Later that day, a math instructor asked me about my morning classes; after their departure from my classroom, students had entered hers arguing. I explained the dispute but admitted, “I don’t understand the anger.”
The next time my earliest class met, several of the students resisted moving on to the humdrum topic of note-taking. Fortunately, the young man who had set off the argument about gender roles raised his hand and said, “Let me tell where I was coming from yesterday. I lived in the projects when I was little and my mother worked nights and couldn’t afford a babysitter. My brother and I were alone. We were always scared. We didn’t live in a safe place.” I asked whether he would stay home with their children if his spouse were the higher earner, and after a long pause, sounding reluctant, he said he would.

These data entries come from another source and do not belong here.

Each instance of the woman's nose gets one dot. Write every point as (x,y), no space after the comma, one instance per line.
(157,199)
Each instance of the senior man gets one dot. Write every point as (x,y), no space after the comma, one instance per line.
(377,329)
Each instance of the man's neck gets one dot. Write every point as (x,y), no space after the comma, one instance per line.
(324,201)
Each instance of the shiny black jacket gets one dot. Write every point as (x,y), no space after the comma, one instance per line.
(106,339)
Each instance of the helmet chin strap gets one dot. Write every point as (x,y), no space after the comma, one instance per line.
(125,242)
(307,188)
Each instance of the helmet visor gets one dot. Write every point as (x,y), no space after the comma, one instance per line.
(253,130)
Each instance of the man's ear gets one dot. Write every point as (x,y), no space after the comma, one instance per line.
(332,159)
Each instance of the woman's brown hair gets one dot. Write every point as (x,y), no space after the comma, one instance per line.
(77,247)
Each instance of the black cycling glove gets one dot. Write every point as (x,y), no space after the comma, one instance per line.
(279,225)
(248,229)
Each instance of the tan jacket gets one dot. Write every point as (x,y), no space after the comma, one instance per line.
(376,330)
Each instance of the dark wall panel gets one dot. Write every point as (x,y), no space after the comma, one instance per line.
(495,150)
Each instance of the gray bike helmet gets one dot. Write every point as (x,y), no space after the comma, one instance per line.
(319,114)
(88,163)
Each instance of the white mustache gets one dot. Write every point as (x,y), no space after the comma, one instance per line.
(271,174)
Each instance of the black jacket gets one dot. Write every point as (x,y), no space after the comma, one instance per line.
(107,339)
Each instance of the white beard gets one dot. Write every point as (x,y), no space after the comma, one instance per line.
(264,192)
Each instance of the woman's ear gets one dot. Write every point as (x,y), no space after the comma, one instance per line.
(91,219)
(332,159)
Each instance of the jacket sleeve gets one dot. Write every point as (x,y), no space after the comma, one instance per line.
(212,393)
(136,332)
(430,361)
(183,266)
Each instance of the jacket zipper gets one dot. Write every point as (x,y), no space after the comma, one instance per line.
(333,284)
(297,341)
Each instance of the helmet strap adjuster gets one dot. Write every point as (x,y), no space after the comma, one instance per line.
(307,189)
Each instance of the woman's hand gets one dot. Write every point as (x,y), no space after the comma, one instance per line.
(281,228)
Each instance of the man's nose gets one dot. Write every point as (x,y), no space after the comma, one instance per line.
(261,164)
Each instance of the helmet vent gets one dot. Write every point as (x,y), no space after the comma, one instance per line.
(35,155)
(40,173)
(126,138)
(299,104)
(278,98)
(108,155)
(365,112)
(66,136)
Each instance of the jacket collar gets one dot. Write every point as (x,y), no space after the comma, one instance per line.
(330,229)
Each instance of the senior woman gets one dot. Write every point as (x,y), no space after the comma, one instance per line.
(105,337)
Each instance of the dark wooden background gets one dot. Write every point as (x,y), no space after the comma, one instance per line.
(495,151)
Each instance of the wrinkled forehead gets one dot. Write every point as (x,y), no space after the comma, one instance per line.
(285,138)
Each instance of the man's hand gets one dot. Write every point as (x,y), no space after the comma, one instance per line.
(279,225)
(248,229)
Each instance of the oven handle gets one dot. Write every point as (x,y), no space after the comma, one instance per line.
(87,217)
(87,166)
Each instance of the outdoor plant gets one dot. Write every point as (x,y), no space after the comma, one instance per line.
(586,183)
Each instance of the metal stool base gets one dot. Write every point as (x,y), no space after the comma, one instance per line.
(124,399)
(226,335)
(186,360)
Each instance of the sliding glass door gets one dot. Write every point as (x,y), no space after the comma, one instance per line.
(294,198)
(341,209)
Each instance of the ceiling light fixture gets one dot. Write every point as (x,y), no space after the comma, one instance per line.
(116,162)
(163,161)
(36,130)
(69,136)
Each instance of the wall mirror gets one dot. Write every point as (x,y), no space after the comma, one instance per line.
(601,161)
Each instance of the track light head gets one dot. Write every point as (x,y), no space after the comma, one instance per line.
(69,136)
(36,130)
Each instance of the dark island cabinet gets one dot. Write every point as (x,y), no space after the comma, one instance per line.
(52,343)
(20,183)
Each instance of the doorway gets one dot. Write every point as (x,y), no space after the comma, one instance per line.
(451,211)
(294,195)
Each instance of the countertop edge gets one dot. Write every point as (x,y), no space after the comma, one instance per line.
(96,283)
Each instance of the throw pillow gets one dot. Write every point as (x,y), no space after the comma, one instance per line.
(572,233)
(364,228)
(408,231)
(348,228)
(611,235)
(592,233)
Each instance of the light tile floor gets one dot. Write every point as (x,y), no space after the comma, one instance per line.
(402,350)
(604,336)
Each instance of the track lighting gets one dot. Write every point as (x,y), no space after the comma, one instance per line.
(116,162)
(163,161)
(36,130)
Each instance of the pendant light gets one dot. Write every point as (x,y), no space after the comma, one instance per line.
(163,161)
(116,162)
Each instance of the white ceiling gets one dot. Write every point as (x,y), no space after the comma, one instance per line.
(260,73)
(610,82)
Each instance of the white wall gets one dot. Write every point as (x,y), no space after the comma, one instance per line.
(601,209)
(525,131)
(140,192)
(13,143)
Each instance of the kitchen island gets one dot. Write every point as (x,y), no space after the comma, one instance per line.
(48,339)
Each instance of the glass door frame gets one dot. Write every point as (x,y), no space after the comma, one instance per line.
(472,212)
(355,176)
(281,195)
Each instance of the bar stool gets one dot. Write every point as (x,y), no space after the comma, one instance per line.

The students suddenly sought to understand each other, becoming again a group of friends. “Now I’ll tell where I come from,” a woman said. “My mother lives with a man that abuses her, and she won’t leave because she doesn’t have a job and can’t support our family. I plan to have a good job.” A man who had been mostly silent in my classes and had not joined the argument of the previous day said, “One reason I would want my wife to have a good job is that my father abandoned our family. After that, we were poor. If something happens to me, I don’t want my family poor.” Across the room, a woman said, “I wish you guys would have told us before.”
I postponed the subject of note-taking, and we continued our examination of The Second Sex. Civilly.
As someone who grew up in an unsentimental, working-class family and lives in a hardscrabble region of rural America, a.k.a. “the real world,” I suspect I am foolish—depressingly close to knowing I am foolish—to grasp at hope for our dangerously divided nation while recalling one incident of reconciliation reached in the bubble of a college classroom. Perhaps such a memory can serve as little more than my personal, fleeting escape from the fear, selfishness, pain, indifference and loneliness that contribute to our caustic and occasionally violent political divisions. Yet perhaps an encouraging memory like this is something each of us needs before national reconciliation can begin to be possible. Many of us can recall an experience similar to what I witnessed in a college classroom, and though I am inclined to ask, “What does that matter now?”, who can live long without hope? Can a democracy?
It happened nearly 20 years ago, my witnessing of an isolated reconciliation in what now seems to have been a different country. Yet if not in our individual and collective pasts—in “reflective nostalgia,” to use the writer Svetlana Boym’s phrase for a tentative and examined form of longing—where do we find hope for reasonable cohesion when friendships are strained by political disagreement and some families avoid political discussion altogether? What can motivate elected representatives to negotiate in good faith when their voters fear or refuse to hear other voters?
By remembering how a group of students mended a fracture, I still possess some hope for national reconciliation, for a diverse rapprochement that begins in friendships and families. Without reconciliation, the final American commonality may be a threnody for our lost nation.